Copy this workflow to .github/workflows/overmind.yml to run terraform init, terraform plan and submit the planned changes to Overmind.

Note: This example does not include any configuration to allow terraform access to your infrastructure.

name: Terraform Validation
on: [pull_request]

jobs:
  plan:
    runs-on: ubuntu-latest
    permissions:
      contents: read # required for checkout
      pull-requests: write # create/update a comment
    concurrency:
      group: tfstate # avoid running more than one job at the same time

    steps:
      # Checkout your code
      - uses: actions/checkout@v4

      # Set up Terraform
      - uses: hashicorp/setup-terraform@v3
        with:
          terraform_wrapper: false
      - name: Terraform Init
        id: init
        shell: bash
        run: terraform init -input=false

      # Run Terraform plan.
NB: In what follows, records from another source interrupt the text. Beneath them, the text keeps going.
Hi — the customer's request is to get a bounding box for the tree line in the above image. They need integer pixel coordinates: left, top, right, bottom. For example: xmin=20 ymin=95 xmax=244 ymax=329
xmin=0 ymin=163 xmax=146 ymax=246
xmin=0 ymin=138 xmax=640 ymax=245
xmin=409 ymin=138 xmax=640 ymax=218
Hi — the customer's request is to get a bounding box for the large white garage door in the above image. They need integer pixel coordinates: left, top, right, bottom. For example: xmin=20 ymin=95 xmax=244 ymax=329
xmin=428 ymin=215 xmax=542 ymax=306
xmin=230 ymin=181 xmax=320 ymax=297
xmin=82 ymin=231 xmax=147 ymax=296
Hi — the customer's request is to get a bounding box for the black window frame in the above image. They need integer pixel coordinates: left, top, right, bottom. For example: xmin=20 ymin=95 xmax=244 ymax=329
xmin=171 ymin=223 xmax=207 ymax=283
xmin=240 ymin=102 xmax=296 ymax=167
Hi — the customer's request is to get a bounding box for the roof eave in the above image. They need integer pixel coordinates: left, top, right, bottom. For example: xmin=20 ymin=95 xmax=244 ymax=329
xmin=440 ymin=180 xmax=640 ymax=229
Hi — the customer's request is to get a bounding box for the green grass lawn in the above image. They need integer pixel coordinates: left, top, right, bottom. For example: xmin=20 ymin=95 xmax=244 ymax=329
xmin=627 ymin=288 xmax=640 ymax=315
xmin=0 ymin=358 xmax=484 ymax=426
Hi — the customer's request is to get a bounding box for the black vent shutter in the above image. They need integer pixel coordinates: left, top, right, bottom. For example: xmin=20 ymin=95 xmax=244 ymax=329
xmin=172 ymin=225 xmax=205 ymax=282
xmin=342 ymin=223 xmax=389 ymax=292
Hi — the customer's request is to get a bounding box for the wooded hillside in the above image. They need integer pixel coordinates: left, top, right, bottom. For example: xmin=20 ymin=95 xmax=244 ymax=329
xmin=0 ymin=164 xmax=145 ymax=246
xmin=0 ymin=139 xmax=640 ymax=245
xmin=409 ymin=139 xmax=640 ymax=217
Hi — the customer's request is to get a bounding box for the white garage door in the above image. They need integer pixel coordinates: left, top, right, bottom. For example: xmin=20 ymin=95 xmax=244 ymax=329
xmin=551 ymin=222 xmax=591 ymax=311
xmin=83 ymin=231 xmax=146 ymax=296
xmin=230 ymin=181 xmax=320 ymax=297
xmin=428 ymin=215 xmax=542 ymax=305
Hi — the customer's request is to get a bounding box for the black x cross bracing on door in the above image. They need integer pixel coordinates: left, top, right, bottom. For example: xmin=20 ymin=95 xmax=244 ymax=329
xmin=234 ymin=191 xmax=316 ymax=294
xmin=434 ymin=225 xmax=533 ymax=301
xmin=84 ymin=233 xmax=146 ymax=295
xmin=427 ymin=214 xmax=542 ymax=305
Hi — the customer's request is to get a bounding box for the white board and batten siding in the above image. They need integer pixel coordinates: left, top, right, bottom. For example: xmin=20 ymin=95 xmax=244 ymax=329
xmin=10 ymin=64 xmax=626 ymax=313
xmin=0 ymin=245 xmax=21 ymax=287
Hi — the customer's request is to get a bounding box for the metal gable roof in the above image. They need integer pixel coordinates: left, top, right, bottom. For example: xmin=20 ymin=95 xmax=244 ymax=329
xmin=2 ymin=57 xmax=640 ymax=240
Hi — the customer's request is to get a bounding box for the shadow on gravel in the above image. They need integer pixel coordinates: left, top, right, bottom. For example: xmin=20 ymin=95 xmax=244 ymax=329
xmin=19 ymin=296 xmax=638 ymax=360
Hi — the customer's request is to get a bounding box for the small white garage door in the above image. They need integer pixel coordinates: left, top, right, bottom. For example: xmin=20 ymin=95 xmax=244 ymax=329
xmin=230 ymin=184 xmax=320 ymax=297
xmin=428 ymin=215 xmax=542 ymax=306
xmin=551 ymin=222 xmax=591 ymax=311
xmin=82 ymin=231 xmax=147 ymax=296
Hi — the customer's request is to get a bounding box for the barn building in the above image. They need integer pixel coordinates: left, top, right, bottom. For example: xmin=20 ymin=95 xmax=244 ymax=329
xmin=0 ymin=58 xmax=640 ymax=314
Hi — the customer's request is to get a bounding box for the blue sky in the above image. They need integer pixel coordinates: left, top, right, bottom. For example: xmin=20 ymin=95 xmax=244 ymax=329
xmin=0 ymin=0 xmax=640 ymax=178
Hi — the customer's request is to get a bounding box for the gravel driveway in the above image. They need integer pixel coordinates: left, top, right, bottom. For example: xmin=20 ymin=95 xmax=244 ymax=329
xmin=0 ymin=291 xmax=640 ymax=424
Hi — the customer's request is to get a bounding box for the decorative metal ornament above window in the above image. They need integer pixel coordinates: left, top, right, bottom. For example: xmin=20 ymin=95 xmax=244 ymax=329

Note that these commands will allow terraform to
      # log nicely and also create a plan JSON file
      - name: Terraform Plan
        id: plan
        run: |
          set -o pipefail -ex
          terraform plan -no-color -input=false -out tfplan 2>&1 \
            | tee terraform_log
          terraform show -json tfplan > tfplan.json

      # Install the Overmind CLI
      - uses: overmindtech/actions/install-cli@main
        continue-on-error: true
        with:
          version: latest
          github-token: ${{ github.token }}

      # Submit the plan. This will add a comment with the blast radius
      - uses: overmindtech/actions/submit-plan@main
        id: submit-plan
        with:
          ovm-api-key: ${{ secrets.OVM_API_KEY }}
          plan-json: ./tfplan.json
          plan-output: ./terraform_log
          tags: 'environment=dev,application=example

Creating an API Key

To create an API key to use with this action go to Account Settings > API Keys and click "New API Key".

api keys auth window

Give the key a name e.g. "Github Actions" and select the changes:write permission and click "Confirm". This will create the API key and authorize it. The key should then display as "Ready" in the UI.

You can then copy the API key and create a secret called OVM_API_KEY in Github Actions. The action will now be ready to use.

Development

Install nektos/act and run

gh act pull_request -s GITHUB_TOKEN="$(gh auth token)" -s OVM_API_KEY="${OVM_API_KEY}"

to try out the selftest action locally. It's much faster than commit/push.